幸せがおカネで買えるワケ

幸せがおカネで買えるワケ “The Joneses”

監督:デリック・ボルテ

出演:デミ・ムーア、デヴィッド・ドゥカブニー、アンバー・ハード、
   ベン・ホーリングスワース、ゲイリー・コール、グレン・ヘドリー、
   ローレン・ハットン、クリス・ウィリアムス

評価:★★★




 ある家族が郊外の高級住宅地に引っ越してくるところから始まる。青く澄み渡った空。緑の芝生。ピカピカの車。ゴミはなく、人々は礼儀正しい。優しそうな父親。美しい母親。好青年の匂いを発散する息子。学園の人気者になれそうな娘。彼らを取り囲むのは高級品ばかり。『幸せがおカネで買えるワケ』は絵に書いたように幸せな家族が描かれる。ひょっとして最近やたら多い機能不全の家族の物語だろうかと想像するのだけれど、これが意表を突いたエピソードにより粉々に打ち砕かれる。真夜中、世間が寝静まった頃、素っ裸になった娘が父親のベッドに潜り込むのだ。父は唖然としながら、でも嫌な顔を見せない。母も驚くほど冷静だ。娘は乳を父に見せても平然としている。一体全体何が起こったのか。

 別に近親相姦が取り上げられるわけではない。実は彼らは家族でも何でもなく、理想の家族を演じ裕福な生活スタイルを送りながら、新商品を近所中にアピールする即販チームなのだ。モデルハウスならぬモデルファミリーが彼らの正体だ。人形のように美しい人々が出てくるのは「サロゲート」(09年)を連想するし、偽りの美しい世界は「トゥルーマン・ショー」(98年)を思い出す。しかし、最も近いのはTVシリーズ「デスパレートな妻たち」(04年~)でマーシア・クロスが演じるブリーの家庭のような気がする。表面上は完璧な家族でありながら、それは世間を徹底的に気にしたブリーのプライドにより成り立っている。中身はがらんどう。ビジネスでしかない分、この映画の家族の方が何倍も虚しいだろう。彼らは物質主義に冒された社会を皮肉る存在だ。仮面ファミリーに憧れ、外見上の煌びやかさに惹かれ、しかしその実体には気づかない。この設定こそ、映画の命。

 中盤はモデルファミリーによる生活の中での商品売込みがメインとなる。彼らのさり気ない商品アピールと、それにまんまと乗せられる人々の愚かさが可笑しい。美容院や学校、ゴルフ場を中心に、彼らは順調に業績を上げていく。意外に強引な手法ではなく、「押してダメなら引いてみな」という基本が守られている。もちろんビジネスが危険に晒されるときもある。
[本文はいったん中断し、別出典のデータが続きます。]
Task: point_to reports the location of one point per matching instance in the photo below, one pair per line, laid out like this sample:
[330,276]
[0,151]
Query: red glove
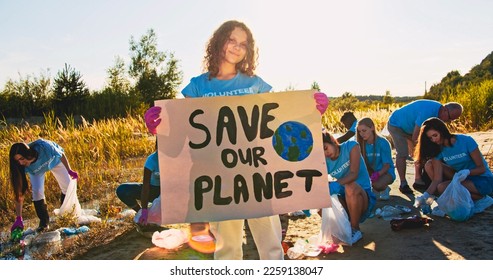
[17,224]
[152,119]
[143,217]
[374,177]
[73,174]
[322,101]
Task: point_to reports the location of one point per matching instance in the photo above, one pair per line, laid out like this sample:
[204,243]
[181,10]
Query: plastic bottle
[426,209]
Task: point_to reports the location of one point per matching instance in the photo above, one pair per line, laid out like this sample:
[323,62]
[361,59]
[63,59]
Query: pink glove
[143,217]
[152,119]
[322,101]
[17,224]
[374,177]
[73,174]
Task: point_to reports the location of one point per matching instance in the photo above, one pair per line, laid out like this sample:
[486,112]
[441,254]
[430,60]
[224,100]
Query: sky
[363,47]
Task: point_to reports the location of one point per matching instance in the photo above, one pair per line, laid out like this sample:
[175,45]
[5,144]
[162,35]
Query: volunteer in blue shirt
[353,187]
[132,192]
[444,154]
[230,63]
[404,125]
[35,159]
[377,153]
[349,121]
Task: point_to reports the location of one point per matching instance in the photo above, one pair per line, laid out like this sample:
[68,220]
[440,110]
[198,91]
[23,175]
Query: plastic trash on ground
[153,214]
[71,204]
[483,203]
[388,212]
[47,237]
[169,239]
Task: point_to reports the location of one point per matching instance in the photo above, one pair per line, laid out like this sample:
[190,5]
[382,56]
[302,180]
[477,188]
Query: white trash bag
[456,201]
[169,238]
[336,227]
[71,203]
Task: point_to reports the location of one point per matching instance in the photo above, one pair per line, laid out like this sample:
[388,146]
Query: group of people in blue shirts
[361,169]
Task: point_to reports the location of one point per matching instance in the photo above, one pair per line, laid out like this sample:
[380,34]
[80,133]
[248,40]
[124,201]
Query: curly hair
[426,149]
[362,143]
[215,53]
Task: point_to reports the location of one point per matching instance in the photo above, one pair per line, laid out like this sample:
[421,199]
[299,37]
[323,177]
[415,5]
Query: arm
[415,135]
[437,176]
[478,160]
[18,205]
[144,196]
[384,169]
[72,173]
[354,162]
[345,137]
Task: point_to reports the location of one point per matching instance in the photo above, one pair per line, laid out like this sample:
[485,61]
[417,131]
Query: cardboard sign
[235,157]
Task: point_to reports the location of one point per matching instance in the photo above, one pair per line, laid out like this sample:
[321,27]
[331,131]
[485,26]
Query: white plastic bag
[71,203]
[456,201]
[170,238]
[336,227]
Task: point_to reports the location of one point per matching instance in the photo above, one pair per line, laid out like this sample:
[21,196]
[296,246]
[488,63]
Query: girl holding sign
[229,64]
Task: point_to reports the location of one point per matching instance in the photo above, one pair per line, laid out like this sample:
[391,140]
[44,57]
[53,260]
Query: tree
[70,92]
[117,79]
[156,73]
[30,96]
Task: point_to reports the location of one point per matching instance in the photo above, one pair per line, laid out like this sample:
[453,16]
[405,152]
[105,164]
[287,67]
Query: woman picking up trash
[353,187]
[37,158]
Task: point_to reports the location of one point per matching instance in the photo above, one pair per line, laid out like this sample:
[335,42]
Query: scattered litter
[47,237]
[410,222]
[389,212]
[170,238]
[72,230]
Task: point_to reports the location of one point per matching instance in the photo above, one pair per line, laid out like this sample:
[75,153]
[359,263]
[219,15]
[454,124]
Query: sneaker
[420,185]
[356,235]
[419,200]
[385,195]
[425,209]
[405,189]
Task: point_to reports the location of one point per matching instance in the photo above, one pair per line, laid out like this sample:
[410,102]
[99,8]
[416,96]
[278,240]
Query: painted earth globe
[293,141]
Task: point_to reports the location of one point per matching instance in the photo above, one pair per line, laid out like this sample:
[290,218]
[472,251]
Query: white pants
[266,232]
[38,181]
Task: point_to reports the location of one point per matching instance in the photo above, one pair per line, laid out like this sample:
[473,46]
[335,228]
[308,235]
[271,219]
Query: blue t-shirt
[49,156]
[339,168]
[414,114]
[458,156]
[379,154]
[241,84]
[152,163]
原因となるのは、ビジネスの経験不足や性癖、性欲、或いは情の脆さだったり…完全にビジネスに徹し切れない人間性だ。ここに作り手のテーマへの向き合い方が見える。まともさにホッとするやら甘ったるいやら。

 重要なのはキャストのハマり具合で、人の好さそうなデヴィッド・ドゥカブニー、強靭さが見え隠れするデミ・ムーア、完璧なメイクと妖艶さで男を惑わせるアンバー・ハード、着崩しに芸があるベン・ホーリングスワースと、皆家族を率なく演じる。特にムーアはある意味狂気を秘めた消費社会の落とし子として適役だ。目が寄り過ぎなのが怖くて、この際悪くない。

 もちろん、「理想の家族」は壊れていく。原因をこの仕事の息苦しさに見つけるのはつまらないことだ。どう完璧に演じても無理が生じてくるのは目に見えている。彼らが時折人間性を覗かせるというのとは違って、そもそも仕事が倫理的に間違っているのだと宣言するのは、退屈な正論でしかないだろう。

 しかも正論を証明するために用意されるのは、「父」と「母」のロマンスだ。ドゥカブニーがムーアにホンキで惚れる。それゆえに家族のバランスがおかしくなる。急に昼メロのように、物語の足元がぐらつく。どうやら作り手は情に流されてしまったらしい。作り手に必要だったのは人情ではなく、登場人物との適当な距離感、そして冷徹な視線だったのに。